Perhaps a more apposite question, though, might be can you imagine being a teenager in the 1980s and having absolutely no culture you could call your own? Because that's what it finally comes down to, that and the further point which might as well be admitted, that you can deny it all you want but almost none of the groups that have been offered to the public in the past few years begin to compare with the best from the Sixties. And this is not just Sixties nostalgia—it's a simple matter of listening to them side by side and noting the relative lack of passion, expansiveness, and commitment in even the best of today's groups. There is a halfheartedness, a tentativeness, and perhaps worst of all a tendency to hide behind irony that is after all perfectly reflective of the time, but doesn’t do much to endear these pretenders to the throne.

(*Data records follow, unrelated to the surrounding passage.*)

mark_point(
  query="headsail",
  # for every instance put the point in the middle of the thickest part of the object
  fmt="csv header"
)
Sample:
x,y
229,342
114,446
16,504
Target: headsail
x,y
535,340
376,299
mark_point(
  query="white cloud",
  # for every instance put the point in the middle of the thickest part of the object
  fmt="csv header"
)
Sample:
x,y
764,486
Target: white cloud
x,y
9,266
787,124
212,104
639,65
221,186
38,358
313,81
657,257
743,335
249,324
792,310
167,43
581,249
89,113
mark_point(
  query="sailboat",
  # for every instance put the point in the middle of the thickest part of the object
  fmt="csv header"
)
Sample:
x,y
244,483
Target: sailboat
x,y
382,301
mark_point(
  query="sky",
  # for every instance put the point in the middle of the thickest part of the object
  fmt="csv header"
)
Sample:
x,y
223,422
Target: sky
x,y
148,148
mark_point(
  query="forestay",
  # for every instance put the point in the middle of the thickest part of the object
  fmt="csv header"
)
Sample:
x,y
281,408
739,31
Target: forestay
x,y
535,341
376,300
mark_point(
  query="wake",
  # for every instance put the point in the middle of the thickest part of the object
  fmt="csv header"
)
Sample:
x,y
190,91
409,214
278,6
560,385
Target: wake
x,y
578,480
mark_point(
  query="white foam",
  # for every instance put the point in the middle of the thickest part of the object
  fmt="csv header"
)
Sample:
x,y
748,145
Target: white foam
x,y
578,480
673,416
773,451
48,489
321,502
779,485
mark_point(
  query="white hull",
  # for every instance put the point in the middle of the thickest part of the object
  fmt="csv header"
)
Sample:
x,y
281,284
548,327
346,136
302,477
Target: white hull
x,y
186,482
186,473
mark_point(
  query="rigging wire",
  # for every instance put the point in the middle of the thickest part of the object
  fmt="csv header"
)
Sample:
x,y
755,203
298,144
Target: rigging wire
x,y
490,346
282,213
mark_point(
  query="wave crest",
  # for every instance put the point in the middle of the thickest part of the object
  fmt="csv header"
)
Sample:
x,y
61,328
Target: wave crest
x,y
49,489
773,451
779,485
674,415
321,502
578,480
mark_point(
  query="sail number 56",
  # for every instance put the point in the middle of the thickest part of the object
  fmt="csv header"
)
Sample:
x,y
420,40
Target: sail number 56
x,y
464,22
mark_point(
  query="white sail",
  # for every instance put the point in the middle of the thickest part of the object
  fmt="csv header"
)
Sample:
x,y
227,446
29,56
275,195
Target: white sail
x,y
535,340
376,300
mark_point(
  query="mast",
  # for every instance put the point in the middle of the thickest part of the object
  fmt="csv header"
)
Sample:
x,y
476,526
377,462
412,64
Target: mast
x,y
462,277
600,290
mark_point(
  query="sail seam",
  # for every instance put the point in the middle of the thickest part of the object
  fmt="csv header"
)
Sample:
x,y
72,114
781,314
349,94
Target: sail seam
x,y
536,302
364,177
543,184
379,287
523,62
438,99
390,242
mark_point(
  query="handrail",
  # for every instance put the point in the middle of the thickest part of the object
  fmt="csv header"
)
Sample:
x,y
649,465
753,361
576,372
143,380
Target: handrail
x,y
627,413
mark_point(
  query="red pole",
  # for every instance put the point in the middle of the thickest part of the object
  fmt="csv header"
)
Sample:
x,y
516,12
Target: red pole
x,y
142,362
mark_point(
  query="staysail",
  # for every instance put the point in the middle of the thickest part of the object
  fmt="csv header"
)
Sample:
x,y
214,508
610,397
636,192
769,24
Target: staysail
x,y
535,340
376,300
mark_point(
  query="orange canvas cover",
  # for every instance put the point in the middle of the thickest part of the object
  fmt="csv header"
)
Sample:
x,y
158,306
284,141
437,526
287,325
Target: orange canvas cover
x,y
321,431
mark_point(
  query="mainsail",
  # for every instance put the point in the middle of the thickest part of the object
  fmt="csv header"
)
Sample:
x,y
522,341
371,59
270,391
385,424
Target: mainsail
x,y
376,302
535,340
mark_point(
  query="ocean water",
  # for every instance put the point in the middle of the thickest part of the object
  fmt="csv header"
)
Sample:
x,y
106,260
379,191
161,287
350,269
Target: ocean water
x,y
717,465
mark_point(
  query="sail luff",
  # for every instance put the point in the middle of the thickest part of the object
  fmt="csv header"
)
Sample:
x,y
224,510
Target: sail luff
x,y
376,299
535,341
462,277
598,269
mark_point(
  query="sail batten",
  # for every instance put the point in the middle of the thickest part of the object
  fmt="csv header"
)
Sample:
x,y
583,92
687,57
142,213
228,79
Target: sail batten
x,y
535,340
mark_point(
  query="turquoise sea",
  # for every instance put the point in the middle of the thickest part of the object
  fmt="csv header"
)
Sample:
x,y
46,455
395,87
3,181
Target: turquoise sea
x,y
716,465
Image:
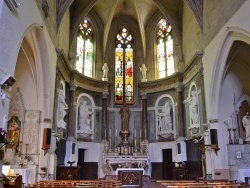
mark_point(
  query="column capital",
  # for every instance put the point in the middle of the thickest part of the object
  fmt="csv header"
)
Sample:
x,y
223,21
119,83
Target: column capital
x,y
179,87
72,85
105,94
143,95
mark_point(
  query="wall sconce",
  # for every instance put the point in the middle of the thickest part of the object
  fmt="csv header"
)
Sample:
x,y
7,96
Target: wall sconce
x,y
58,136
7,81
12,4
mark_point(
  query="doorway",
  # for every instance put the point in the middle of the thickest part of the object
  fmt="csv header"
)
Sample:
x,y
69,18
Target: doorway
x,y
88,170
167,164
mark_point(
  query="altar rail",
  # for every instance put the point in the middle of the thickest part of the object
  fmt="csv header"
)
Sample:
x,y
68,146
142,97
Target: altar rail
x,y
75,184
198,184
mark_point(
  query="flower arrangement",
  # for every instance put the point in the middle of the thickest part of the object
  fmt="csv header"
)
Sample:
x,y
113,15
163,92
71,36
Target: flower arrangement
x,y
3,134
21,162
6,162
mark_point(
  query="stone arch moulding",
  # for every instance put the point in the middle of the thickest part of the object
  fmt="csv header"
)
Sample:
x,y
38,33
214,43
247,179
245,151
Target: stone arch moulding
x,y
62,108
232,34
165,117
85,113
193,102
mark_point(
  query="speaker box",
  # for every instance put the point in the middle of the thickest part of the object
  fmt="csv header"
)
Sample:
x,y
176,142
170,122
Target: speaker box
x,y
46,138
214,138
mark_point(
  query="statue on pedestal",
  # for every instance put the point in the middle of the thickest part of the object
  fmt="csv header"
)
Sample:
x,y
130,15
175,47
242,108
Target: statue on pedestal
x,y
246,124
14,127
125,115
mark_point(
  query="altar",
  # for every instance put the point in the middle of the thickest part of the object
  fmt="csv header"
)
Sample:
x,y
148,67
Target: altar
x,y
130,176
114,164
130,169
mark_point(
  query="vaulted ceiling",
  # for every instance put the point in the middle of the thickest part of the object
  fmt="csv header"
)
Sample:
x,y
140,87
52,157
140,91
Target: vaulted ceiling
x,y
139,10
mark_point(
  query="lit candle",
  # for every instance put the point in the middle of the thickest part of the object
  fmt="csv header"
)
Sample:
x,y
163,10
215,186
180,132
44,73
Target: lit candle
x,y
4,122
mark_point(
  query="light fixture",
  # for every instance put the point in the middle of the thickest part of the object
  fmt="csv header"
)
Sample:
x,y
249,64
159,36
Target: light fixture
x,y
58,136
12,4
7,81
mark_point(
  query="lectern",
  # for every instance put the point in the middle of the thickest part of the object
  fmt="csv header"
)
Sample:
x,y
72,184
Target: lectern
x,y
131,177
12,181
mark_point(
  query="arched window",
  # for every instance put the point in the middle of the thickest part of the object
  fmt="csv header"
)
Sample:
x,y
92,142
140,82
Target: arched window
x,y
124,68
165,60
84,63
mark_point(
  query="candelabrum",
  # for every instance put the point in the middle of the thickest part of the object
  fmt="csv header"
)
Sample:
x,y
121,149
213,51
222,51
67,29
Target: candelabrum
x,y
236,141
135,149
229,135
43,173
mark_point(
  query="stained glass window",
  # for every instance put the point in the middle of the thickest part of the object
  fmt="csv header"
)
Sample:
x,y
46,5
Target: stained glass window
x,y
124,68
165,60
84,62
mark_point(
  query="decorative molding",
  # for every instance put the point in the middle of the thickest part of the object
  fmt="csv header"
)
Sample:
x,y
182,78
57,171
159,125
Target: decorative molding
x,y
45,8
197,8
17,105
61,7
31,128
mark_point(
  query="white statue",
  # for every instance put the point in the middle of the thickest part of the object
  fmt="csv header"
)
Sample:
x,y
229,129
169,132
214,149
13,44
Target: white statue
x,y
194,109
105,70
246,124
143,70
164,118
62,107
85,117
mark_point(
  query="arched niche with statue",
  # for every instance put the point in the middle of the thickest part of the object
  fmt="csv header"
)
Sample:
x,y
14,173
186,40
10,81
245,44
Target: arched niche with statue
x,y
193,103
165,117
85,121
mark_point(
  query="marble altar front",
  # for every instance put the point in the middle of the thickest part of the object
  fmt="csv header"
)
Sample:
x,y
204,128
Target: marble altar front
x,y
112,164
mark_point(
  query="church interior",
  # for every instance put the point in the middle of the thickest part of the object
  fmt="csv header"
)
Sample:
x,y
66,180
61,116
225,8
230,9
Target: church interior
x,y
106,89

Sure, given the economic climate alone as well as all the other factors it was a hell of a lot easier to go all-out berserk, yet hold on to whatever principles you had in the Sixties—today's bands are so eager to get bought up and groomed and sold by the pound it often seems as if even the most popular and colorful barely even exist, let alone stand for anything.
So what did the Doors stand for? Well, if I remember correctly, back in 1968 when I was living in a hippie crash pad in San Diego, California, all my roommates used to have earnest bull sessions far into the night about the “Death Trip” the Doors were supposedly on. Recall this one guy used to sit there all day and night toking on his doob and intoning things like “Genius… is very close to … madness …” instead of doing his homework, and he had a high appreciation of the Doors’ early work. Me, I always kind of wanted Morrison to be better than he actually was, like I wished all his songs could have had the understated power of, say “People Are Strange” (Faces look ugly when you’re alone/ Women seem wicked when you’re unwanted...) and, like many, it was only after being disappointed that I could learn to take the true poetry and terror whenever it could be found and develop an ever-increasing appreciation for most of the rest of Morrison's work as prime Bozo action.
As for the Poet himself, Hopkins’ and Sugerman's book is primarily interesting for what it apparently inadvertently reveals. In the foreword, on the very first page of the book, Sugerman lets go two sentences which have stopped more than one person of my acquaintance from reading any further: “I just wanted to say I think Jim Morrison was a modern-day god. Oh hell, at least a lord.”